- Directed by: Harry Joe Brown (credited as Harry J. Brown)
- Written by: Thomson Burtis
- Based on: Russ Farrell, Aviator stories by Thomson Burtis
- Produced by: Charles R. Rogers Bruce Mitchell (assistant producer)
- Starring: Reed Howes Marjorie Daw Roy Stewart
- Cinematography: Frank Good
- Production companies: Educational Films Charles R. Rogers Productions
- Distributed by: Educational Films
- Release date: September 23, 1928;
- Running time: 32 minutes (two reels)
- Country: United States
- Language: Silent (English intertitles)

= The Sky Ranger (1928 film) =

1928 film

The Sky Ranger is a 1928 American silent short film. Directed by Harry Joe Brown the film was an adventure film involving the character of "flyboy" Russ Farrell.

==Plot==
Agent Russ Farrell (Reed Howes) of the U.S. Air Patrol, is assigned to the border patrol on the United States/Mexico border.
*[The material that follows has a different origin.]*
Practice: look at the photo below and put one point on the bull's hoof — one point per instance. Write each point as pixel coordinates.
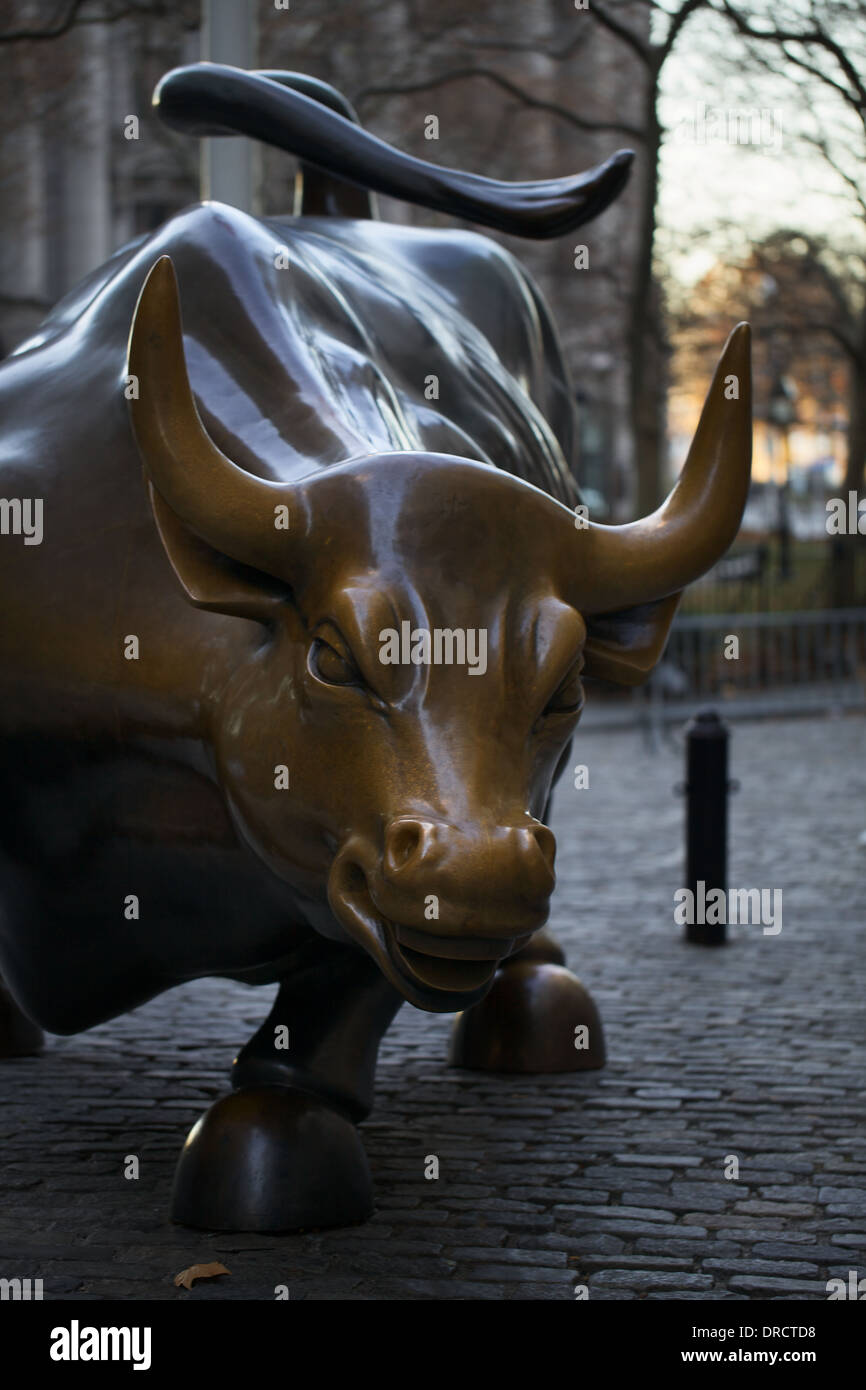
(535, 1018)
(18, 1034)
(268, 1158)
He meets Nancy Feldmore (Marjorie Daw), who worries about his dangerous job.

Farrell flies to a rough border town, where Nancy's father, Senator Feldmore (Henry A. Barrows) is being held prisoner by Chinese smugglers.

Using his aircraft to good advantage, Farrell overcomes the smugglers, and frees the Senator, earning Nancy's gratitude.

==Cast==
- Reed Howes as Russ Farrell
- Marjorie Daw as Nancy Feldmore
- Roy Stewart as Captain Kennard
- Henry A. Barrows Senator Feldmore (credited as Henry Barrows)
- Bobby Dunn as Obie, the mechanic
- Tom Santschi as "Blackie" Williams
- Buck Black as Buck Feldmore

==Production==
The Sky Ranger was based on the popular "Russ Farrell" magazine stories, that appeared in The American Boy magazine. The films that were developed were part of a Russ Farrell, Aviator series starring Reed Howes as the dashing, devil-may-care flyboy hero.

==Reception==
The Sky Ranger was a short that would appear on the "bottom of the bill" as a B-film. The leading man, Reed Howes, was an expert stunt performer, but was not an aviator. Consequently, "most of the more dangerous flying stunts were performed by doubles. Diminutive short-subject "funster" Bobby Dunn provides marginal comic relief."